Descriptors selection was supported by a genetic algorithm (GA), whereas multiple linear regression (PLS) was employed as a regression method. The QSRR models were built using the retention data and the calculated descriptors as dependent and independent variables, respectively. The set of parameters applied to control GA was the size of the population (500) and the mutation rate (0.1). The models were built using three LVs and five structural descriptors in each variable. The optimization of the models was carried out based on R². Before calculating GA-PLS for each modeled endpoint, the target solutes were randomly divided into the training group (n = 18) and the testing group (n = 9). The training set always contains the molecule with the highest and lowest value of the modeled endpoint. The information on the belonging of each compound to a training or testing set is included in Figure S1.
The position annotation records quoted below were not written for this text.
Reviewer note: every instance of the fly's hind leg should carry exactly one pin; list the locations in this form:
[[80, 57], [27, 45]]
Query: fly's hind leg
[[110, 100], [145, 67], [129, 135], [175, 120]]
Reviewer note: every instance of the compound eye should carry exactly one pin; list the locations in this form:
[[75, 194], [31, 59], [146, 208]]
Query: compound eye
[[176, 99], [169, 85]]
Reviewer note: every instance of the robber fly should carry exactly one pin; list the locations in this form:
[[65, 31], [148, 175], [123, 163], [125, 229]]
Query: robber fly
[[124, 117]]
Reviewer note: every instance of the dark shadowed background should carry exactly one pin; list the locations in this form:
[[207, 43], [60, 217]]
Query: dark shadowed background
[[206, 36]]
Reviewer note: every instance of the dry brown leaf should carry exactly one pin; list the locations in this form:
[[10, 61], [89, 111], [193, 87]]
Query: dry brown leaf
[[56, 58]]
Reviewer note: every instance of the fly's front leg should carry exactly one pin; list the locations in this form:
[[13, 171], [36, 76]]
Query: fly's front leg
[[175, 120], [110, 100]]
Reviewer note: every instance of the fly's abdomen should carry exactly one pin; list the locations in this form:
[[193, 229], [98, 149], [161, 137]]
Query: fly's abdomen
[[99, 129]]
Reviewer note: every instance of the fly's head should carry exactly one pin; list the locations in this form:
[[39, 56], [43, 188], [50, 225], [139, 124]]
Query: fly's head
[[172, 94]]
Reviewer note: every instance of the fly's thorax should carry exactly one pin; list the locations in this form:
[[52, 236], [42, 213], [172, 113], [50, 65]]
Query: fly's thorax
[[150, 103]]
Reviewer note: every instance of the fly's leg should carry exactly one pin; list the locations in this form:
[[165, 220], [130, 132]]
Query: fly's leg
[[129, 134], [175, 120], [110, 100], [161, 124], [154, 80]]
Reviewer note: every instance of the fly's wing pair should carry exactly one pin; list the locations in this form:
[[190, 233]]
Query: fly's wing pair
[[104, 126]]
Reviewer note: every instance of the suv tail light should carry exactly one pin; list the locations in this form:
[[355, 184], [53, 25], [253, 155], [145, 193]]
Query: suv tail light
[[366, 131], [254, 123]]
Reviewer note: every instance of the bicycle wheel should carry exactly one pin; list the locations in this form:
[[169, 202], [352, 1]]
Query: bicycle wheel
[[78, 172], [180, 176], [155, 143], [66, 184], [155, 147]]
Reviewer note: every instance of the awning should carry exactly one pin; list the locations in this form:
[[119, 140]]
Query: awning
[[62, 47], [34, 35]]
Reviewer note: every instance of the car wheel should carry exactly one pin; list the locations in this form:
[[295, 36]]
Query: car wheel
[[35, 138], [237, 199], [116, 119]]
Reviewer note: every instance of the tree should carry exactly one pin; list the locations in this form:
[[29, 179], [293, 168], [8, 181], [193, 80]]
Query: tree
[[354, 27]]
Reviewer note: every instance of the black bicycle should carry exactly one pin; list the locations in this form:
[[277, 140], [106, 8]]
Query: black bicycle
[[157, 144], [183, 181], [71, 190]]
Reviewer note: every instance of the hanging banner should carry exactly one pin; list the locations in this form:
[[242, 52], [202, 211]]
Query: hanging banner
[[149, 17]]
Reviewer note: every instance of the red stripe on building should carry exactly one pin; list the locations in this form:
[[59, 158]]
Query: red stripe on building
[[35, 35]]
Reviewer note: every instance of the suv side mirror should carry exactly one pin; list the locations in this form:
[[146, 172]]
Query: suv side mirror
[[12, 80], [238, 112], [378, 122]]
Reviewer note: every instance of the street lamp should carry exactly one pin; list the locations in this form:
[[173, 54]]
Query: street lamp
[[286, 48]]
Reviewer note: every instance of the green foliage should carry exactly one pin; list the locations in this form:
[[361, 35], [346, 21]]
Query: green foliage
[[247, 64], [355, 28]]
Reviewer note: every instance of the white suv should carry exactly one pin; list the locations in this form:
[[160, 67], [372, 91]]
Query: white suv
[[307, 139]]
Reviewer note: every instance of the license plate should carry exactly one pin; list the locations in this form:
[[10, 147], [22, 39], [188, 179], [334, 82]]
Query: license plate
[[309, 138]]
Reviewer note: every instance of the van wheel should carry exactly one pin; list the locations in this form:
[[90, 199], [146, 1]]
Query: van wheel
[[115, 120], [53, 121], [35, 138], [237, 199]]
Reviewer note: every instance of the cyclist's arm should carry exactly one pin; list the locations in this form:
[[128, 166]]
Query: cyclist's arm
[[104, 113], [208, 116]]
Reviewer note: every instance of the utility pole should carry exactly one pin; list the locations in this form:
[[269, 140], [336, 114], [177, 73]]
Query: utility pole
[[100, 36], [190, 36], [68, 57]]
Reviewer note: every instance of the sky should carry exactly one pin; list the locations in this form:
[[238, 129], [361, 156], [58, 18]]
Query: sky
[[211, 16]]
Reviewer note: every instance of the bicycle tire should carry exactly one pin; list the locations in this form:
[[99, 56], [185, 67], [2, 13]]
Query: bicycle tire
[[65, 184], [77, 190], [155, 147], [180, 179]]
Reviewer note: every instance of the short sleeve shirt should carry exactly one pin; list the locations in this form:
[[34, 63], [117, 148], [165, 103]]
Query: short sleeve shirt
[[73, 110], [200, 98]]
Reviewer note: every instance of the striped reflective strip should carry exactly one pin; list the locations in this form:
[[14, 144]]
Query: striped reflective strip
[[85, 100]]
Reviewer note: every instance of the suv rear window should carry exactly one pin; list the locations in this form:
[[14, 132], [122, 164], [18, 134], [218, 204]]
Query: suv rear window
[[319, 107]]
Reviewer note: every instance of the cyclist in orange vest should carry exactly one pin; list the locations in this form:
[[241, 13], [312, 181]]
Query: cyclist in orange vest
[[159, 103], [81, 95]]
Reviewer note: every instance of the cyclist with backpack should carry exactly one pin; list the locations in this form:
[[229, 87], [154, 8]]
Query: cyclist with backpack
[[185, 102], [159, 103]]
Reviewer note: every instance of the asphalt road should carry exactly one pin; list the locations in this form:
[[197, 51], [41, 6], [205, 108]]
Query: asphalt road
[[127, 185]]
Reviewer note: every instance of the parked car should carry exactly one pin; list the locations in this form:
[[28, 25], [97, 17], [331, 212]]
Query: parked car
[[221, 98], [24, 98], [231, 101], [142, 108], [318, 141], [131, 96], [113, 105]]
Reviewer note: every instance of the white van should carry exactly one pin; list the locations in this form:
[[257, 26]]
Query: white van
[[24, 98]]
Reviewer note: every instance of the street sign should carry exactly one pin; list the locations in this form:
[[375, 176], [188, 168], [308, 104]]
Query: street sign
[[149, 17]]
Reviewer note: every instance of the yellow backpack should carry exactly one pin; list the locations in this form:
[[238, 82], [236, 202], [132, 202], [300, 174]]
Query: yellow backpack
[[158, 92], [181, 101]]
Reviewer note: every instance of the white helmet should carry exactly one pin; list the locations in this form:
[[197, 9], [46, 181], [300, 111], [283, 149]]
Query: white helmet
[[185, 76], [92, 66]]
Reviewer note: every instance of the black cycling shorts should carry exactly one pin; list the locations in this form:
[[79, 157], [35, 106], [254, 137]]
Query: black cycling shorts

The following statistical figures were used for assessment of model fitting and predictive abilities: the coefficient of determination (R²), external validation coefficients (Q_F1², Q_F2², Q_F3²), root-mean-squared error of cross-validation (RMSE_CV), root-mean-square error in prediction (RMSE_P) and concordance correlation coefficient (CCC). Applied statistics were calculated using the following formulas:

$$R^2=1-\frac{{{\displaystyle \sum }}_{i=1}^{n_{TR}}{\left(y_i{}^{obs}-y_i{}^{pred}\right)}^2}{{{\displaystyle \sum }}_{i=1}^{n_{TR}}{\left(y_i{}^{obs}-{\overline{y}}_{TR}^{obs}\right)}^2}$$

(3)

$$Q_{F1}{}^2=1-\frac{{{\displaystyle \sum }}_{i=1}^{n_{EXT}}{\left(y_i{}^{obs}-y_i{}^{pred}\right)}^2}{{{\displaystyle \sum }}_{i=1}^{n_{EXT}}{\left(y_i{}^{obs}-{\overline{y}}_{TR}^{obs}\right)}^2}$$

(4)

$$Q_{F2}{}^2=1-\frac{{{\displaystyle \sum }}_{i=1}^{n_{EXT}}{\left(y_i{}^{obs}-y_i{}^{pred}\right)}^2}{{{\displaystyle \sum }}_{i=1}^{n_{EXT}}{\left(y_i{}^{obs}-{\overline{y}}_{EXT}^{obs}\right)}^2}$$

(5)

$$Q_{F3}{}^2=1-\frac{\left[{{\displaystyle \sum }}_{i=1}^{n_{EXT}}{\left(y_i{}^{obs}-y_i{}^{pred}\right)}^2\right]/n_{EXT}}{\left[{{\displaystyle \sum }}_{i=1}^{n_{EXT}}{\left(y_i{}^{obs}-{\overline{y}}_{TR}^{obs}\right)}^2\right]/n_{TR}}$$

(6)

$$RMS{E}_P=\sqrt{\frac{{{\displaystyle \sum }}_{i=1}^{n_{EXT}}{\left(y_i{}^{obs}-y_i{}^{pred}\right)}^2}{n_{EXT}}}$$

(7)

$$CCC= \frac{2 {{\displaystyle \sum }}_{i=1}^{n_{EXT}}\left(y_i{}^{obs}-{\overline{y}}_{EXT}^{obs}\right)\left(y_i{}^{pred}-{\overline{y}}_{EXT}^{pred}\right)}{{{\displaystyle \sum }}_{i=1}^{n_{EXT}}{\left(y_i{}^{obs}-{\overline{y}}_{EXT}^{obs}\right)}^2+ {{\displaystyle \sum }}_{i=1}^{n_{EXT}}{\left(y_i{}^{pred}-{\overline{y}}_{EXT}^{pred}\right)}^2+ n_{EXT}{\left({\overline{y}}_{EXT}^{obs}-{\overline{y}}_{EXT}^{pred}\right)}^2}$$

(8)

The same procedures were used to calculate the quantitative structure–activity relationship model, where the pIC₅₀ was used as the independent variable, and the dependent variables were lipophilicity parameters, both computational and chromatographic, and the remaining structural descriptors obtained.

4. Conclusions

Both PCA and CA showed significant differences between the chromatographically determined lipophilicity and calculated ones. Although the grouping results can be explained by ionization, since the calculation methods do not include information about the ionization of the compounds all the time, significant differences between the values calculated by different algorithms affect the credibility of the results obtained through the computational approach. SRD indicated that among the chromatographic lipophilicity parameters of the analyzed sulfonamide derivatives, logk_IAM could be considered the best choice. Consequently, IAM-HPLC can be recommended as the most sustainable method for the lipophilicity characterization of this class of chemical compounds. From the practical point of view, considering the ratio between lipophilicity and anticancer activity, according to the assumption that the compound should be characterized by the lowest lipophilicity while maintaining pharmacological action for different tested molecules, compounds 1–4 and 26 can be recommended.